Adding a specific ban on sports prediction markets into the legislation would represent a significant carve-out — essentially using a crypto bill to resolve a gambling policy question. That’s an unusual legislative move, but it reflects how blurred the lines between crypto finance and consumer gambling have become. Prediction markets sit right at that intersection, and neither the CFTC nor state gaming commissions have been entirely sure who owns the problem.
If the ban makes it into the final bill, the implications for platforms like Kalshi are severe. Sports event contracts have been a major growth driver, and losing the ability to offer them under a federal derivatives framework would effectively push that business back into the state-by-state licensing grind that crypto platforms have been explicitly trying to avoid. For the broader prediction market sector, it would signal that Congress views the CFTC umbrella as insufficient cover for anything that closely resembles consumer gambling.
Sports Prediction Markets and the Question of Consumer Protection
There’s a consumer angle here worth taking seriously. Licensed sportsbooks are required to offer self-exclusion programmes, display responsible gambling messaging, and in many states contribute to problem gambling funds. Crypto prediction platforms operating under CFTC oversight have far weaker obligations on that front — the CFTC is a derivatives regulator, not a consumer protection agency in the gambling sense.
That gap matters. Sports prediction markets attract casual bettors, not just sophisticated derivatives traders. If a platform markets event contracts around March Madness to a general audience, the distinction between ‘prediction market participant’ and ‘sports bettor’ is largely academic. Gaming groups have been making exactly this point to regulators for over a year, with limited traction — until now, with a major piece of legislation in play.
A Turf War With Long-Term Consequences
It would be too easy to frame this purely as incumbents protecting their turf — though that’s certainly part of it. The regulated gaming industry has a genuine policy argument: consistent rules matter for consumers, and a two-tier system where identical products face radically different oversight creates real risks.
But the crypto industry’s counter-argument has force too. Prediction markets aren’t inherently the same as gambling; their intellectual roots are in the idea that aggregated market signals produce better forecasts than expert opinion. Polymarket, another major player in the space, has drawn serious interest from institutional and media users who treat its contracts as genuine signals about election and economic outcomes, not just as a way to bet on sport.
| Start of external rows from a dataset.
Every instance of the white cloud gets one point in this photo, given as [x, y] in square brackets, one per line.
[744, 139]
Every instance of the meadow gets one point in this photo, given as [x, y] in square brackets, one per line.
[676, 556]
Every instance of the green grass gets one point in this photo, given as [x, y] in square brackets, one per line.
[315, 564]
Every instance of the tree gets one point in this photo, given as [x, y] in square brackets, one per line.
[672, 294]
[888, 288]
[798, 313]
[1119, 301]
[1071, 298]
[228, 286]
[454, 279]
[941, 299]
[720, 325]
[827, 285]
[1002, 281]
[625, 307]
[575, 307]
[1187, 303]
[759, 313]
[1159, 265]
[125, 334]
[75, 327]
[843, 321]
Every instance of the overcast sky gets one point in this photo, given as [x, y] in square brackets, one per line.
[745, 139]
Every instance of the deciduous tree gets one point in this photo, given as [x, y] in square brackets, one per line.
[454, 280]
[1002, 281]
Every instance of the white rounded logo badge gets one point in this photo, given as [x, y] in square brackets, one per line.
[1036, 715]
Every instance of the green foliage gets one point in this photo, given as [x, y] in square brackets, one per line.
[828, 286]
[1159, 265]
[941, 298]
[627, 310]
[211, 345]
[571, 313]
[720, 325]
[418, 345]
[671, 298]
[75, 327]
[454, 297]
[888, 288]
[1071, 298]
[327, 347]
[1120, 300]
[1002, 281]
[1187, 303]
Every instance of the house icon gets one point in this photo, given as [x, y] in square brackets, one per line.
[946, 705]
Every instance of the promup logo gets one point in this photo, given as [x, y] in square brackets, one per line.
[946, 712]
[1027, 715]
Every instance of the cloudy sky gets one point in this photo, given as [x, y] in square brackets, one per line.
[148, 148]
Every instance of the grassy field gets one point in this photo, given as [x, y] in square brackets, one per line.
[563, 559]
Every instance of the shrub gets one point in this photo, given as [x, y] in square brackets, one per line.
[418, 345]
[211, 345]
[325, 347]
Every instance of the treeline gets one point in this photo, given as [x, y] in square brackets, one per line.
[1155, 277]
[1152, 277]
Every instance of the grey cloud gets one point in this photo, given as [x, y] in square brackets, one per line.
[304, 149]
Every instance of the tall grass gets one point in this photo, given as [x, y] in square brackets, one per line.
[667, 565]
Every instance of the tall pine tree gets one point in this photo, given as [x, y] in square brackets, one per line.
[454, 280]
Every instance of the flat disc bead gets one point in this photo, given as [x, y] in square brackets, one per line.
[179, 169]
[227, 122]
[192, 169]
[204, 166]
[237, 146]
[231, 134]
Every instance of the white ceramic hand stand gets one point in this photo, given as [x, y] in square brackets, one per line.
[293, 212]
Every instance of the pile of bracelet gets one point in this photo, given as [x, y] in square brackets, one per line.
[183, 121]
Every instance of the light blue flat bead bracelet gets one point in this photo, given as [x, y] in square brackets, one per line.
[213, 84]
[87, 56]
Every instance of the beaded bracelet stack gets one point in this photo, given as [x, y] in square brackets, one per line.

The challenge is that sports prediction markets sit at the least defensible end of that spectrum. It’s genuinely difficult to argue that a contract on whether a specific NFL team covers the spread this weekend serves a meaningful price-discovery function that couldn’t be served just as well — and more responsibly — by a licensed sportsbook.
Congress will ultimately have to decide whether to treat this as a financial markets question, a gambling regulation question, or both. The gaming industry’s lobbying push makes it harder to defer that decision. Whatever Congress does with this provision, the outcome will define the competitive landscape for both sports prediction markets and traditional regulated betting for the next decade.